Accommodation and Food Services

  • Summary

    The Accommodation and Food Services industry is experiencing Hacking, Social and Malware attacks with close to equal frequency.


    69 incidents, 40 with confirmed data disclosure

    Top Patterns

    System Intrusion, Social Engineering and Basic Web Application Attacks represent 85% of breaches

    Threat Actors

    External (90%), Internal (10%) (breaches)

    Actor Motives

    Financial (86% - 100%), Espionage (0% - 14%) (breaches)

    Data compromised

    Personal (51%), Credentials (49%), Payment (33%), Other (15%) (breaches)

    Top IG1 Protective Controls

    Security Awareness and Skills Training (14), Access Control Management (6), Secure Configuration of Enterprise Assets and Software (4)

  • The Accommodation and Food Services Industry (NAICS 72) shows fewer breaches this year than in the past (92 last year). A logical explanation for this would be that due to the global conditions during the greater part of 2020, travel and dining out were significantly curtailed. That would result in fewer transactions, and by extension, less breaches. Nevertheless, 40 incidents are a statistically sufficient number for us to derive some conclusions.
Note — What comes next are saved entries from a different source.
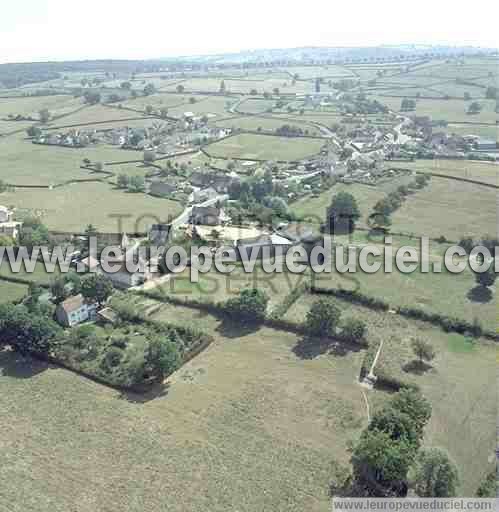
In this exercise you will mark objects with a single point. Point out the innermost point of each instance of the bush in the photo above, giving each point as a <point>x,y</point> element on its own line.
<point>354,331</point>
<point>249,307</point>
<point>323,318</point>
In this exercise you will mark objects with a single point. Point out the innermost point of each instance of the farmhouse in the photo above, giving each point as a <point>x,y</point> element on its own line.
<point>75,310</point>
<point>8,227</point>
<point>162,188</point>
<point>225,235</point>
<point>207,215</point>
<point>219,181</point>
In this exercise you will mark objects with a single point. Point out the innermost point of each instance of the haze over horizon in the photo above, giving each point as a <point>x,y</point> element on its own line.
<point>43,30</point>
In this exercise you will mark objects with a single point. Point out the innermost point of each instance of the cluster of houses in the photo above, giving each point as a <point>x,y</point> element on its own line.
<point>70,139</point>
<point>8,226</point>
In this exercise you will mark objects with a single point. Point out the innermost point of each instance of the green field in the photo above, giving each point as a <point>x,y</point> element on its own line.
<point>453,111</point>
<point>39,276</point>
<point>464,409</point>
<point>11,291</point>
<point>485,172</point>
<point>73,207</point>
<point>265,147</point>
<point>30,106</point>
<point>25,163</point>
<point>246,425</point>
<point>253,123</point>
<point>450,208</point>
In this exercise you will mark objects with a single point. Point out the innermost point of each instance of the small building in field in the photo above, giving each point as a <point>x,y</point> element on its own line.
<point>75,310</point>
<point>206,215</point>
<point>8,227</point>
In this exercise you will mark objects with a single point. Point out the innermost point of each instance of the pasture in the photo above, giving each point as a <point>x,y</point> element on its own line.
<point>72,207</point>
<point>254,123</point>
<point>464,408</point>
<point>450,208</point>
<point>25,163</point>
<point>485,172</point>
<point>452,111</point>
<point>265,147</point>
<point>246,425</point>
<point>10,292</point>
<point>57,105</point>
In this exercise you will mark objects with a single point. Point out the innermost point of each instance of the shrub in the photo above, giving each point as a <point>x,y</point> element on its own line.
<point>354,331</point>
<point>323,317</point>
<point>249,307</point>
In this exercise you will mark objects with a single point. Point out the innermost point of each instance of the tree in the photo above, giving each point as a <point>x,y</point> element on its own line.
<point>162,356</point>
<point>6,241</point>
<point>33,233</point>
<point>149,155</point>
<point>342,213</point>
<point>488,488</point>
<point>415,405</point>
<point>149,89</point>
<point>28,331</point>
<point>96,287</point>
<point>44,115</point>
<point>322,318</point>
<point>423,350</point>
<point>353,330</point>
<point>34,131</point>
<point>58,289</point>
<point>435,474</point>
<point>249,307</point>
<point>137,184</point>
<point>487,278</point>
<point>92,97</point>
<point>491,93</point>
<point>380,465</point>
<point>399,425</point>
<point>122,181</point>
<point>474,108</point>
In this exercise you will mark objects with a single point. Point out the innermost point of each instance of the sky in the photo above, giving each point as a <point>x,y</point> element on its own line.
<point>40,30</point>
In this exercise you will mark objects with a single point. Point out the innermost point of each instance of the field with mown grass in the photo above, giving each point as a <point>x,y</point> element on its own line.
<point>448,208</point>
<point>265,147</point>
<point>10,292</point>
<point>73,207</point>
<point>486,172</point>
<point>246,425</point>
<point>25,163</point>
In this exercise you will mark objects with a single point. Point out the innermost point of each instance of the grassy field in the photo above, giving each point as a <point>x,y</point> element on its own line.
<point>448,110</point>
<point>24,163</point>
<point>450,208</point>
<point>485,131</point>
<point>91,203</point>
<point>39,276</point>
<point>464,408</point>
<point>444,207</point>
<point>486,172</point>
<point>11,291</point>
<point>30,106</point>
<point>246,425</point>
<point>262,147</point>
<point>253,123</point>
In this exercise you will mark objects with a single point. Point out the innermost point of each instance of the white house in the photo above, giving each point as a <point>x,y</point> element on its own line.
<point>8,227</point>
<point>75,310</point>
The most prevalent patterns in this industry were System Intrusion, Social Engineering and Basic Web Application Attacks, although there was almost nothing to tell them apart (Figure 97).

  • Figure
  • As pointed out elsewhere in this report, certain Action types have been clustered together to form the System Intrusion pattern. This includes Malware actions that would have previously been found in the Crimeware pattern. However, while the patterns may have changed, as you can see in Figure 98, the malware prevalent in this industry is of the Backdoor, C2, and Trojan varieties that we have witnessed in previous years.

    Direct installation by the attacker is by far the most common vector for the malware seen in this vertical. 

    With regard to data type, Credentials (49%), Personal (51%), and Payment (33%), all come in at or near the same number, and are again what one might expect as a result of the attack types mentioned above. Finally, while we must admit that our sample size is very small (n = 18), the Discovery method, when known, is (as it has been for many years) via a third party, 39%- 75%. Usually via notification by law enforcement or from a Common Point of Purchase audit, but in some cases by the threat actors themselves. We would love to see some positive change in Discovery methods for this industry, as it only stands to reason that the impact of a breach will likely be greater if you have to wait for someone outside of your organization to inform you.